Serena Williams earned high marks for her performance in the press conference following her stunning three-set loss to Virginie Razzano on Tuesday. Christopher Clarey of the New York Times called it "dignified." Others wrote that it was classy. When compared to the low bar that Serena set in her early days, maybe it was. Compared to anything else,
First, the positives. As Clarey says, Serena was expansive with her answers. She didn't pull a John Tortorella and issue one-word responses. Nor did she make excuses for her loss. When asked whether she suffered an injury during the match, Serena responded, "No, no, no, I didn't feel anything abnormal. I was 100% healthy."
She also spoke with perspective. "I've been through so much in my life," she said," "and, yeah, I'm not happy, by no means. I just always think things can be worse."
Yet Serena barely acknowledged Razzano and gave her no credit for the win. In theory, this makes perfect sense. When the No. 111 player in the world defeats a 13-time Grand Slam champion, it's invariably because the latter lost the match rather than the former winning it. Dominating athletes like Serena believe they shouldn't be beat, so when they are, they blame, not credit.
Thus, when Serena says "I" 33 times at the beginning of the press conference and never utters the words "Virginie," "Razzano" or "she," that's no surprise. Roger Federer does the same thing, even though he's media savvy enough to throw in a perfunctory compliment. Serena refused to do that much, even when the press teed up a question for her. A reporter asked her to talk about the tragic story of Razzano's fiancee and coach, who died eight days before last year's French Open. It was an easy opportunity to show some empathy, say something kind and move on.
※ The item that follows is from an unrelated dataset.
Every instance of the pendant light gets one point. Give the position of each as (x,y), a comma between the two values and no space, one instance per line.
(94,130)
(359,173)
"Did you know her story and what do you think of what she did today?" the reporter asked.
SERENA WILLIAMS: (Smiling.) That's a bit of an intricate question. I ‑‑ yeah, I know of her story and her husband. We all have stories. I mean, I almost died and Venus is struggling herself. So, you know, it's life. You know, it just depends on how you deal with it. She obviously is dealing with it really well.
Ice cold, Serena. She takes a question about suffering and flips it around to talk about her own struggles. No credit to Razzano, no acknowledgement, no warmth. Serena knows what it's like to lose a loved one too early -- her half-sister was murdered in 2003.
She doesn't need to show sympathy, nor does she need to give credit. But when she doesn't, any talk about Serena Williams' growth is as insincere as her words.